Caravaggio painted with fireflies

It is well known that Michelangelo Merisi da Caravaggio has always been an experimenter and an innovator, but few know that he used fireflies to paint.


The great painter was interested in light, its potential and its power. In his experiments with him it seems that he mixed a fluorescent material with white lead, the distillate of fireflies, which allowed him to paint in the dark with brushstrokes of fluorescent, luminous white.


The fascinating hypotheses come from an Italian scholar, the restorer and art historian Roberta Lapucci who has conducted very interesting studies on the artist's canvases, revealing many secrets ...


For example the traces of photosensitive materials such as arsenic, silver, sulfur, magnesium and iodine which testify the use of chemicals by the painter to obtain greater brightness in the paintings.


Caravaggio was therefore not only a painter, but a man who constantly researched, and conducted investigations to improve, to know and to raise the efficiency and impact of his art.
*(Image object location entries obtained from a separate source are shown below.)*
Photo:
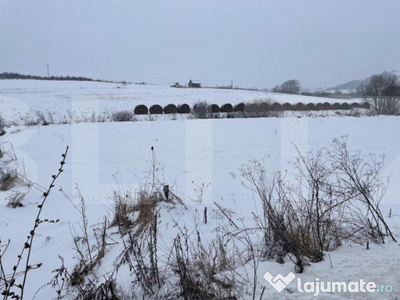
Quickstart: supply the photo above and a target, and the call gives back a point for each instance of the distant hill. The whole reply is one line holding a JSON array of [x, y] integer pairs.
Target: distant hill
[[9, 75], [354, 84]]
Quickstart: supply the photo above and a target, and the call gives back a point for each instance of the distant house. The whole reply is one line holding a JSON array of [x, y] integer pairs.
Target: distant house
[[194, 84]]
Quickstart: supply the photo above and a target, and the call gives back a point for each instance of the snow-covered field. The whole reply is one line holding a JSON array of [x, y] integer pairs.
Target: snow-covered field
[[199, 159], [80, 99]]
His interests and his experiments on optical phenomena are also known. He even managed to transform his studio into a sort of giant optical camera by making a hole in the ceiling from which the light penetrated and then, through a concave mirror and a biconvex lens, projected the image of the posed subject onto the canvas.

But he didn't stop there.


In fact, the novelties regarding Merisi's painting techniques do not end with the use of firefly distillate alone. In his last years Caravaggio, given his condition as a fugitive, chooses materials that tend to dry quickly, stops copying from life and uses models already used previously. The last Caravaggio made "extensive use of mummy brown, a pigment produced by the combustion of animal flesh, mixed with resins, and used by the fossors (workers specialized in burial) in some phases of the conservation of corpses.


Through these mysterious and audacious aspects, Caravaggio's painting and his exploits are even more fascinating and inspiring for me.